Most of Ed’s colleagues in the secret unit at Fort Meade spent their time psychically viewing extremely boring things, mostly map coordinates. Ed, meanwhile, was psychically concluding that the Loch Ness Monster was the ghost of a dinosaur. [loc. 1128]
Jon Ronson's investigation of the First Earth Battalion -- an American military unit, or agency, specialising in psychic warfare -- is somewhat uneven. The first half of the book, which deals with the weirder techniques explored by the US Army: remote viewing, stopping goats' hearts -- goats in particular, because apparently nobody forms an attachment to them -- and walking through walls, or at least into them.

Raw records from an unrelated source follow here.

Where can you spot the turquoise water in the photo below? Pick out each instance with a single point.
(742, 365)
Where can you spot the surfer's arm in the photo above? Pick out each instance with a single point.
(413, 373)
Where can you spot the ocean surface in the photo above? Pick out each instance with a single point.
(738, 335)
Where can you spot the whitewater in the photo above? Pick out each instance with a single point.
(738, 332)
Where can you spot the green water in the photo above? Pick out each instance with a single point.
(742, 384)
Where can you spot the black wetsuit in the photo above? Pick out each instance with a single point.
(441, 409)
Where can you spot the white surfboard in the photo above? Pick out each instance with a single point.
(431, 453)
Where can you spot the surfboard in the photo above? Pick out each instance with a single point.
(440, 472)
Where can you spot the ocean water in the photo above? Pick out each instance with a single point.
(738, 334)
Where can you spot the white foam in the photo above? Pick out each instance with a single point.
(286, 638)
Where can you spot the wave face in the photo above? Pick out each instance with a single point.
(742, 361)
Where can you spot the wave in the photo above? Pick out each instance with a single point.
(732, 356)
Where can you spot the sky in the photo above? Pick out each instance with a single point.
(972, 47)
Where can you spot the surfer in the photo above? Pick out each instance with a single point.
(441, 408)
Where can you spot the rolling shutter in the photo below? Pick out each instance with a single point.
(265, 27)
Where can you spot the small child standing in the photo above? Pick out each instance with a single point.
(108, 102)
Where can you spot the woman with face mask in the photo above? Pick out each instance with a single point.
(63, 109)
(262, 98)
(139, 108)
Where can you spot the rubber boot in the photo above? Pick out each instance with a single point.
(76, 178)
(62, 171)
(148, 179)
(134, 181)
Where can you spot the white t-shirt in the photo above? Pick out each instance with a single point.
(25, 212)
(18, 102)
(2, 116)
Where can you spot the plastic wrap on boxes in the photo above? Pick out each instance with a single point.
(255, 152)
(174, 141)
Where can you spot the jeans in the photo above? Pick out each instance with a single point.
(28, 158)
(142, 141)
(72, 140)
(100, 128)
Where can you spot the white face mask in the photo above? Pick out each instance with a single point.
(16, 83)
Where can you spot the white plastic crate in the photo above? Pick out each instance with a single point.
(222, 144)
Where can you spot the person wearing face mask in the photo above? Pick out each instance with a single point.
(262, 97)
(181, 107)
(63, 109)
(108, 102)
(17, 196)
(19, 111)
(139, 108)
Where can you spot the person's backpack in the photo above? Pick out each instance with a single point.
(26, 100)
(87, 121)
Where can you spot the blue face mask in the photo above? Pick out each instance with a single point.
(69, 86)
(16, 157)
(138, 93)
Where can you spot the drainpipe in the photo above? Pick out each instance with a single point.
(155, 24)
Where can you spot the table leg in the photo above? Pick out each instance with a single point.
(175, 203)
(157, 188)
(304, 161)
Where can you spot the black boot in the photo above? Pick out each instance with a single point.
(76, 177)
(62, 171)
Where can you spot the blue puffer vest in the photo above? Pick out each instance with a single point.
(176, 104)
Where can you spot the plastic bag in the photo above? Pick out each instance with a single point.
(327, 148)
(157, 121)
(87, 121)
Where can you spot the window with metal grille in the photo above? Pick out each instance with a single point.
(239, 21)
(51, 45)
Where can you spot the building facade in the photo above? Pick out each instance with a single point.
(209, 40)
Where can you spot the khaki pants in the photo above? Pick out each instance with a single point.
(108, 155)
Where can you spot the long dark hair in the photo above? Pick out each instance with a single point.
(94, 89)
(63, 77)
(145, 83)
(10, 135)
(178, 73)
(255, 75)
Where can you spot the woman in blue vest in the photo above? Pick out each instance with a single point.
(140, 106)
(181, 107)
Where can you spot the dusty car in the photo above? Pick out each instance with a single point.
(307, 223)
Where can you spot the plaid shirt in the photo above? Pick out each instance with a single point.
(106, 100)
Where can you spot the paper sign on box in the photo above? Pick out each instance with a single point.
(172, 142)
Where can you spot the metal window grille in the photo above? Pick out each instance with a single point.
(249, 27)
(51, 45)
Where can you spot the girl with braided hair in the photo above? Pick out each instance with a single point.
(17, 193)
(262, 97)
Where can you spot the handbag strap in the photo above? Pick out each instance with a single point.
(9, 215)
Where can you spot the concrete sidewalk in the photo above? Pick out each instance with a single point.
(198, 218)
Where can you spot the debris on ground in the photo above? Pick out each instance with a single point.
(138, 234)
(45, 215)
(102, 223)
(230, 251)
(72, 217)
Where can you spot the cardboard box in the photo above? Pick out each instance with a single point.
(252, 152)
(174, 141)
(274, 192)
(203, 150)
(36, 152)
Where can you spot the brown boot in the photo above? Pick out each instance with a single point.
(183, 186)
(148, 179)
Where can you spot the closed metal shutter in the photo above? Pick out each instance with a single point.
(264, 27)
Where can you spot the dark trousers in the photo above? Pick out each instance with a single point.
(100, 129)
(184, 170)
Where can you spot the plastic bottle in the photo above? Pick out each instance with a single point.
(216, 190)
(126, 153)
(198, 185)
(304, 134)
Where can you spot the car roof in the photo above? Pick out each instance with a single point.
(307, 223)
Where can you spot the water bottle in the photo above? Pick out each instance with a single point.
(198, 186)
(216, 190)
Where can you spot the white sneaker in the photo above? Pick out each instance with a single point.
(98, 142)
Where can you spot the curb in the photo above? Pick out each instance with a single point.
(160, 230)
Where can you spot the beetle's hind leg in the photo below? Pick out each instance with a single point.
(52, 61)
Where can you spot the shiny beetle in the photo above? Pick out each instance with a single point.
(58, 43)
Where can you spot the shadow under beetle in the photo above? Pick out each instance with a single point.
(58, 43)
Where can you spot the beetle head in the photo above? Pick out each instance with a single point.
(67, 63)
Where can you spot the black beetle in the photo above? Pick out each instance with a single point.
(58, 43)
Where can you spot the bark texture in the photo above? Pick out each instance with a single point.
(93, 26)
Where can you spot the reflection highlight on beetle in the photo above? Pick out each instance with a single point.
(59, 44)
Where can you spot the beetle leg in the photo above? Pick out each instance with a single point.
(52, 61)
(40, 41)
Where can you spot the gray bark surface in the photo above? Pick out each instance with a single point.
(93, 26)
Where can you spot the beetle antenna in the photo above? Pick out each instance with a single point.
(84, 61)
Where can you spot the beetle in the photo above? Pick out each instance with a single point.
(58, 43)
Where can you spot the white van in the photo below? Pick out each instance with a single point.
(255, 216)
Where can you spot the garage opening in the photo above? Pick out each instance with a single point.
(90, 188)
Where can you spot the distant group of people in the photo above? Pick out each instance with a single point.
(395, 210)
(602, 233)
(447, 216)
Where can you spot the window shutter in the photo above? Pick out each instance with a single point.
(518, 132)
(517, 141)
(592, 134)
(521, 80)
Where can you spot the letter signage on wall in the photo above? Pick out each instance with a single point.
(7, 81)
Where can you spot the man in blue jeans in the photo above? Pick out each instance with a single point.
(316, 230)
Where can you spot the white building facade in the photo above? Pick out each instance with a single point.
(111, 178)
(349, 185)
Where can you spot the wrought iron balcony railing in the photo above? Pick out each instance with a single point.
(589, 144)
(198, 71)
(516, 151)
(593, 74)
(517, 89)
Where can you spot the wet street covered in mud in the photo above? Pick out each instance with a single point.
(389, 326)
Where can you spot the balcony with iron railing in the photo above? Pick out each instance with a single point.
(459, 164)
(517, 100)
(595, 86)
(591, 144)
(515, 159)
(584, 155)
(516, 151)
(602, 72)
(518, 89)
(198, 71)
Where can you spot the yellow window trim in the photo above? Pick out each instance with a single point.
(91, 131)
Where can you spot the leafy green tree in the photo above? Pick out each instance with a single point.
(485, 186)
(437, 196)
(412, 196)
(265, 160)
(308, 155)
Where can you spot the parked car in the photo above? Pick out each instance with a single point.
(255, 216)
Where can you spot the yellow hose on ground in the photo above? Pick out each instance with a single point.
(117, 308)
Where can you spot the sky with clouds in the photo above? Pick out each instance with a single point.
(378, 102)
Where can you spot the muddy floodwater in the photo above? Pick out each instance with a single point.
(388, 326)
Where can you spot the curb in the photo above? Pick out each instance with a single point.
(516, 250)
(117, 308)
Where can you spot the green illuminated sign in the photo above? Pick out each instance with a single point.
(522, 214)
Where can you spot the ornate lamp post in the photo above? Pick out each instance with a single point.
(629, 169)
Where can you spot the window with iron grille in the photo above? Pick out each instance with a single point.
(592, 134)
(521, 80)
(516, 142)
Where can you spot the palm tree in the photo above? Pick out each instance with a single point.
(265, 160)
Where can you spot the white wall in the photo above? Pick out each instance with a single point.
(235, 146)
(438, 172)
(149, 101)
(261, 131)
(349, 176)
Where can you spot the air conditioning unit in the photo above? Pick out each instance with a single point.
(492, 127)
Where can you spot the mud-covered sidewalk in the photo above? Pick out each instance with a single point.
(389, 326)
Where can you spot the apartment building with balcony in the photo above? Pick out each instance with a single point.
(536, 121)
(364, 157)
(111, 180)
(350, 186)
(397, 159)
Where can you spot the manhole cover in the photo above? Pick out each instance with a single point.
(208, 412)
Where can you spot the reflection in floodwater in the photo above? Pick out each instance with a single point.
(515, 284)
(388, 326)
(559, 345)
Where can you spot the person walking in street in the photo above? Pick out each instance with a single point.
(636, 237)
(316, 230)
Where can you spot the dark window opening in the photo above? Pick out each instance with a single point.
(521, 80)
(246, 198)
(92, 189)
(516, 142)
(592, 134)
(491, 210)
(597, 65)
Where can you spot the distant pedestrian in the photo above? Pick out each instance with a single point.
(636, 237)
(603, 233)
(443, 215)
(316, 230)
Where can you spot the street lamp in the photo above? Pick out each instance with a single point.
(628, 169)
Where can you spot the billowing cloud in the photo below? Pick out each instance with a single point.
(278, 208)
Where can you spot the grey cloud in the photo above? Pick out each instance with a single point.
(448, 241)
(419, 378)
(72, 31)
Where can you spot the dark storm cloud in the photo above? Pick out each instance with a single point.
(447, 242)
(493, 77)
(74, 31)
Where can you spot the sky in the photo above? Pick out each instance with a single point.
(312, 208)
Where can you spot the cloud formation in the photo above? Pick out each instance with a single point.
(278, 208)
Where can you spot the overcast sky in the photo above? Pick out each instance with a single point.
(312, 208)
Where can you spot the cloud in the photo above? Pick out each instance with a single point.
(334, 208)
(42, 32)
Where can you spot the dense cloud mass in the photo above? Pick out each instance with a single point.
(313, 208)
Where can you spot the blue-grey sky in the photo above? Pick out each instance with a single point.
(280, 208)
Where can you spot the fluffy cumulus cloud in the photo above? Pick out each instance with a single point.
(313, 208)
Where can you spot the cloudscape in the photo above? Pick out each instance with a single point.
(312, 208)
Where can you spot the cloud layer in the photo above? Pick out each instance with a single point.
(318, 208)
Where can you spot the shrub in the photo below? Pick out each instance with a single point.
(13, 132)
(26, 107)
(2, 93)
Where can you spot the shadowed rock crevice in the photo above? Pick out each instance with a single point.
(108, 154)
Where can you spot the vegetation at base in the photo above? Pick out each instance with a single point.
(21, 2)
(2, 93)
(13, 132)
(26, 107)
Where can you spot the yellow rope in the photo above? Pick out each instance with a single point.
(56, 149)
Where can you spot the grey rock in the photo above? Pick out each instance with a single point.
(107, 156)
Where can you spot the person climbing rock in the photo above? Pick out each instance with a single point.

All very entertaining, if slightly alarming because people in power apparently believe(d) in this stuff.
The second half of the book, on the other hand, is an investigation of some of the methods used post-9/11: that's where The Men Who Stare at Goats stops being funny (mostly) and starts being truly unsettling. There are some graphic accounts of 'alternative' torture techniques, both psychological and physical, as well as discussions of various conspiracy theories.
Ronson's prose is humorous, and he doesn't spend much effort mocking the post-Vietnam military or their desire for alternative methods of warfare. He has a light touch with the nastiness, too: doesn't stray over the thin line between wit and tastelessness.